My apologies to all the diehard E/C shippers...this chapter is needed. This is still PG-13 (as far as I am concerned), but later chapters will most likely be R. Read on and enjoy.
Chapter Two - One Word
Later that night, she lay alone in her bed. She knew that, at any moment, she would hear Raoul's step in the hall. And, suddenly, she dreaded that.
She knew now that she did not love him. She was fond of him and would always care for him. But that was not love.
She had known what it was to love for those brief moments when she had looked up into the eyes of her Angel and seem tears in them.
As she waited there in the lamplit room, her mind drifted to that evening's dinner with Theodore and Madeleine. Theodore de Jarret was one of Raoul's oldest friends and, like Raoul, recently married to the raven-haired Madeleine Lusignan. After dinner, Madeleine had asked Christine to sing for them.
Christine had so few chances to sing and had lost the desire to. But she smiled and, to oblige her guest, seated herself at the piano. She began with a light aria, one free of any memories. Her second song, however, seemed to come unbidden. It was one of his...Aminta's solo from the last act of Don Juan Triumphant. She had never sung the song on stage that terrible night.
And two souls do meet
Beyond forever, beyond eternity.
Only in your embrace in my freedom found.
She looked up to see Raoul's handsome face tighten into a frown. He had seen the libretto of the Phantom's opera and, no doubt, he recognized the lyrics.
She cut the song short and ended her little recital with a new song she'd heard in one of the fashionable cafes Raoul often brought her to.
Now, she wondered what made her thing of that song.

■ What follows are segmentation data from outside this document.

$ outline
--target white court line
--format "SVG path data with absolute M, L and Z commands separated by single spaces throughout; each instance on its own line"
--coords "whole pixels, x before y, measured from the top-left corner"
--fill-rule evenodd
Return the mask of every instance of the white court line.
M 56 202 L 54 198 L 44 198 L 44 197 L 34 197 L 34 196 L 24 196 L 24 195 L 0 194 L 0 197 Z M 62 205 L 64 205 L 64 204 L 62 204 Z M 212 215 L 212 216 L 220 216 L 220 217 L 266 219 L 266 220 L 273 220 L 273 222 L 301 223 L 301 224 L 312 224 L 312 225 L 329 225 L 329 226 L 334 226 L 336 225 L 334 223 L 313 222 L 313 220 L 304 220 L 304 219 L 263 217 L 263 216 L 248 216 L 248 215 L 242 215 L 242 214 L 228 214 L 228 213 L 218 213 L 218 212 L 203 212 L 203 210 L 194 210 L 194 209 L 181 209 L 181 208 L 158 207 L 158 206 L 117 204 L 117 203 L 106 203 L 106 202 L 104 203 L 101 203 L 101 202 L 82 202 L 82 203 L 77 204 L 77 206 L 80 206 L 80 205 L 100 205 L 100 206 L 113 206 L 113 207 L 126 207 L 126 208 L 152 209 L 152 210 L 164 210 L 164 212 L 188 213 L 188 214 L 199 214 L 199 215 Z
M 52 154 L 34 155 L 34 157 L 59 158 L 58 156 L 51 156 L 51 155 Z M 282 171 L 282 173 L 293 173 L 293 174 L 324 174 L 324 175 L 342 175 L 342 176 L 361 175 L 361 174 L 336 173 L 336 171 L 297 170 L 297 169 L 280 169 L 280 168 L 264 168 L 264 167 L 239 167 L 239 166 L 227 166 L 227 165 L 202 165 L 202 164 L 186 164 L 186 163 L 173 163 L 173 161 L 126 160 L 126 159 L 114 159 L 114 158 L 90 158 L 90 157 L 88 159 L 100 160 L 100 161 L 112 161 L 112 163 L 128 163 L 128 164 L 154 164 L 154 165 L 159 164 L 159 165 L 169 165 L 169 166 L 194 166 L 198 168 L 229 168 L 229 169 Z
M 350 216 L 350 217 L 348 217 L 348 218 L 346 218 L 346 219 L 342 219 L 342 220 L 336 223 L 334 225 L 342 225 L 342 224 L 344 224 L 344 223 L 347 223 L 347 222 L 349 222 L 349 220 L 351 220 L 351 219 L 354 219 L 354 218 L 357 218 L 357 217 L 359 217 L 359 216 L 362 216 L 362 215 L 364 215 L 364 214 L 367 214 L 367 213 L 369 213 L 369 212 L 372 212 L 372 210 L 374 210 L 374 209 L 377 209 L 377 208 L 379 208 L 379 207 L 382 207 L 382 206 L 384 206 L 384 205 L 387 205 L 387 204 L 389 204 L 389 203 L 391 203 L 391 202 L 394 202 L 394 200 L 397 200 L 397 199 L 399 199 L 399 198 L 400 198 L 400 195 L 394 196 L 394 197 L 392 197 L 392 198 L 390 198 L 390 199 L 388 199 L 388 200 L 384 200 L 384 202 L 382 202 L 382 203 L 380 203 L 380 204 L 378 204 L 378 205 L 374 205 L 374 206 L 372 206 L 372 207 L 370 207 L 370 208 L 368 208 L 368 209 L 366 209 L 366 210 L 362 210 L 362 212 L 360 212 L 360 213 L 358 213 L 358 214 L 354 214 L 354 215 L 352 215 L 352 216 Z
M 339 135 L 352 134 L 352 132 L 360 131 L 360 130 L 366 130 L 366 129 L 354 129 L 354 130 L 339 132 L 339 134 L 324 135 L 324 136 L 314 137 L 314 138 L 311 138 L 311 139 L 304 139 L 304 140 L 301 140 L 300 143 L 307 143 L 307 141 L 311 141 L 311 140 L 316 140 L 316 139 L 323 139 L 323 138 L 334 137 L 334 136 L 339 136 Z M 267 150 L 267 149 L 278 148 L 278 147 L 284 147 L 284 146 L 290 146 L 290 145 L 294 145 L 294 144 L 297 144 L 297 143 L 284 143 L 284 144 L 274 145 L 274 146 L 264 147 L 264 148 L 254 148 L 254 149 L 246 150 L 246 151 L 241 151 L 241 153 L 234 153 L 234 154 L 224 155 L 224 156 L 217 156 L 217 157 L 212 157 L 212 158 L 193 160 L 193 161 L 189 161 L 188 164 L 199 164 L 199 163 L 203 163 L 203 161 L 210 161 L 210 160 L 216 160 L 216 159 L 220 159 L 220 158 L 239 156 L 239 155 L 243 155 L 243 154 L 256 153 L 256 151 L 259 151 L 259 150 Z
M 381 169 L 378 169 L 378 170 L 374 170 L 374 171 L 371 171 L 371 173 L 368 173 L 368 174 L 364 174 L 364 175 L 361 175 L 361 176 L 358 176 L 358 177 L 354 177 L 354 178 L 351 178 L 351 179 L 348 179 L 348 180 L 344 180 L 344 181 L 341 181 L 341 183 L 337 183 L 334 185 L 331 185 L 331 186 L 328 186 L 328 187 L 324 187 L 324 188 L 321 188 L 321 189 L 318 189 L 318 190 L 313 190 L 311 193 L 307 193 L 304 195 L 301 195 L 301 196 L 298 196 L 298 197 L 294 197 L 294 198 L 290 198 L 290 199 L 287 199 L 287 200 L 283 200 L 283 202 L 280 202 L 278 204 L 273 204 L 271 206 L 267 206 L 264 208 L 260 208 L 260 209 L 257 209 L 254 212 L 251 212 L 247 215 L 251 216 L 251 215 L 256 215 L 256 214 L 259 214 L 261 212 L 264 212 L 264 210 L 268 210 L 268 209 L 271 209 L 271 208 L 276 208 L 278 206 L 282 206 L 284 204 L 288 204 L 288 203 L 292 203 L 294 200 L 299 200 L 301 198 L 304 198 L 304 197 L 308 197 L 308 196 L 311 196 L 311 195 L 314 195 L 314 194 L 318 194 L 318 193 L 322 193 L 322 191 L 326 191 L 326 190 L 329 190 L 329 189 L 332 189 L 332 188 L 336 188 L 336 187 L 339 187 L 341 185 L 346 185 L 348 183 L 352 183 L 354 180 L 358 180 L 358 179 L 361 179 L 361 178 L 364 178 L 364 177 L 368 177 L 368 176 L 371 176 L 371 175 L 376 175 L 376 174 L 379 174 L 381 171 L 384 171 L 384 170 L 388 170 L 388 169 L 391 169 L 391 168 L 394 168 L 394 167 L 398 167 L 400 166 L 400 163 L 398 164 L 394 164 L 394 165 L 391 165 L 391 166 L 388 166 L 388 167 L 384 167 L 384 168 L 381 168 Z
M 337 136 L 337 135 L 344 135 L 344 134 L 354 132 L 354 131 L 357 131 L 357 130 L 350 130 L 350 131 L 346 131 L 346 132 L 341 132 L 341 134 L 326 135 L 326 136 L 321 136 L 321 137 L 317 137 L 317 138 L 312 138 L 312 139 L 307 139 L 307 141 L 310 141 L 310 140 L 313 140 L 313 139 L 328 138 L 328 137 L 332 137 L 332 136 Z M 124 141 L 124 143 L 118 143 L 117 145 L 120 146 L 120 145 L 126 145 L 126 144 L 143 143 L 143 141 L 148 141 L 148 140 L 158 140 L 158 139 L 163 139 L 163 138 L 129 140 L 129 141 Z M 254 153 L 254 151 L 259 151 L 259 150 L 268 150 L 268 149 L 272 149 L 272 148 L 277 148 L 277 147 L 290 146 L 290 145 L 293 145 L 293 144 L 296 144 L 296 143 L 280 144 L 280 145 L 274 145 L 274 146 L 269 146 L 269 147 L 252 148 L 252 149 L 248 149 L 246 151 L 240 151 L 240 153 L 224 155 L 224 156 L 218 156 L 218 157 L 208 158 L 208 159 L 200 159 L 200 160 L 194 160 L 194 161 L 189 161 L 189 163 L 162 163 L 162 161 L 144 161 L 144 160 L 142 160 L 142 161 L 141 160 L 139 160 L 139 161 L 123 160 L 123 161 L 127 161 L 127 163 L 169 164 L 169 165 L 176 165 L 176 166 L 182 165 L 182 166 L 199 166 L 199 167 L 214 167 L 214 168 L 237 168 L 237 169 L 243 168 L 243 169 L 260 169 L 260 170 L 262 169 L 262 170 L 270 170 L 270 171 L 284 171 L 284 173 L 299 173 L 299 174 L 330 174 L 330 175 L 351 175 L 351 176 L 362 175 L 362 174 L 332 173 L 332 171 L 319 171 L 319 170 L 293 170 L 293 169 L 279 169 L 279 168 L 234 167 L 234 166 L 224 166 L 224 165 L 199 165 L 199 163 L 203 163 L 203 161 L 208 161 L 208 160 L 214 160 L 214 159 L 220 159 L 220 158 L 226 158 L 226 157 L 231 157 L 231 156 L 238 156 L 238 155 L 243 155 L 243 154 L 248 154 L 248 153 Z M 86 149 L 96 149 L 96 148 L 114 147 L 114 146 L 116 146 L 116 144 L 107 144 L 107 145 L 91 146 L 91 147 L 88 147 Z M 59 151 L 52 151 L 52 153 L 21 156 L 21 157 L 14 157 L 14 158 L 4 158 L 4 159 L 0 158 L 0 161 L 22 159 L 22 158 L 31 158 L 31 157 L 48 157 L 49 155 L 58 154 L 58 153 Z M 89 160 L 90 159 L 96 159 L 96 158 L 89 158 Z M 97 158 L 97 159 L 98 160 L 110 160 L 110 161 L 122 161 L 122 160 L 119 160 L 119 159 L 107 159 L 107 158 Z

It seemed she thought more and more of her Angel these days. The more attentions her husband showered on her, the more she dreamed of that lost Angel, of that night when he surrounded her with candles as countless as stars and gave her music like she'd never known.
She heard Raoul's step in the hall and the door opened. He extinguished the lamp and took her in his arms.
"You looked so beautiful, my Little Lotte," he said, as he slipped his hands beneath her nightgown.
"But," he continued in a husky voice against her neck, "I wish you'd leave off this mourning. People think it's odd, a happy new bride wearing black."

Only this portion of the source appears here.